Les 12 principes du dialogue interreligieux au niveau local

Les jeunes se voient embrigadés par des prêcheurs de la haine et des usurpateurs endoctrinaires, et le sont aussi par leurs situations
sociales. Ils sont exclus parfois du système scolaire, sans perspectives de travail et vivant la stigmatisation et l’isolement de la vie de la cité. C’est dans le cadre ordinaire et quotidien de la conduite des politiques publiques locales (sociales, sportives, éducatives, urbanistiques, culturelles…), ainsi que dans celui de leurs relations avec les associations, que les autorités locales doivent concrétiser l’intérêt qu’elles portent à la diversité culturelle, religieuse et au dialogue interreligieux, qui représente ainsi une dimension transversale. Cette dimension doit imprégner et éclairer l’ensemble des secteurs d’activité et non pas constituer un domaine en soi. Dans une perspective d’écoute mutuelle, elle pourra donner lieu à la mise en œuvre de ce que les Canadiens appellent l’«accommodement raisonnable» : permettre la plus large expression des sentiments religieux à condition qu’elle n’entre pas en conflit avec d’autres droits fondamentaux.   Exclure, c’est donner la chair à canon aux «pseudo-djihadistes». Discriminer, c’est envoyer des jeunes vers des fronts d’obscurantistes. Stigmatiser, c’est susciter l’envie d’aller là où la promesse du Paradis prend corps. Ne pas revoir les inégalités, c’est affaiblir l’intégration de ces populations et les priver de leurs droits.   
 
Endiguer les embrigadements par la diversité et le dialogue
 
«La gestion démocratique d’une diversité culturelle grandissante en Europe ancrée dans l‘histoire de notre continent et amplifiée par la mondialisation est devenue, depuis quelques années, une priorité.
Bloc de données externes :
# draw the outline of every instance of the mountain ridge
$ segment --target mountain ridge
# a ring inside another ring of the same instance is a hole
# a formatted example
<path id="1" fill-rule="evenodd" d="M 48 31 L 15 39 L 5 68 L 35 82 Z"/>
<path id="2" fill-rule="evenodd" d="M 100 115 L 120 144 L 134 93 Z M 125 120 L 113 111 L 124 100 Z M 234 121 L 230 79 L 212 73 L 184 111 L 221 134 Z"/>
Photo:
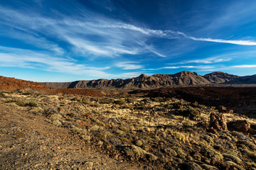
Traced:
<path id="1" fill-rule="evenodd" d="M 164 86 L 208 85 L 208 84 L 256 84 L 256 74 L 239 76 L 215 72 L 201 76 L 196 72 L 182 71 L 174 74 L 156 74 L 149 76 L 142 74 L 130 79 L 80 80 L 72 82 L 42 83 L 55 89 L 87 88 L 159 88 Z"/>

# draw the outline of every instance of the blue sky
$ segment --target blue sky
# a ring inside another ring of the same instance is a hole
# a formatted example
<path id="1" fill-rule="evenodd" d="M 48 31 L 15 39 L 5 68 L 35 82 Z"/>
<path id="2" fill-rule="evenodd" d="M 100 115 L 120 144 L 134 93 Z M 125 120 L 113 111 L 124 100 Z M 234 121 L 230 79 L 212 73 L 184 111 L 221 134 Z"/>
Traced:
<path id="1" fill-rule="evenodd" d="M 182 70 L 256 74 L 256 1 L 0 1 L 1 75 L 36 81 Z"/>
Comment répondre à la diversité ? Quelle est notre vision de la société de demain ? S’agit-il d’une société où les individus vivront dans des communautés séparées, caractérisée au mieux par la coexistence de majorités et de minorités aux droits et responsabilités différenciés, vaguement reliées entre elles par l’ignorance mutuelle et les stéréotypes ? Ou, au contraire, nous représentons-nous une société dynamique et ouverte, exempte de toute discrimination et profitable à tous, qui privilégiera l’intégration de tous les individus dans le plein respect de leurs droits fondamentaux? Le Conseil de l’Europe croit que le respect et la promotion de la diversité culturelle sur la base des valeurs qui sont le fondement de l’organisation sont des conditions essentielles du développement de sociétés fondées sur la solidarité». Mot pour mot, le contenu du livre blanc sur le dialogue interculturel intitulé : «Vivre ensemble dans l’égale dignité».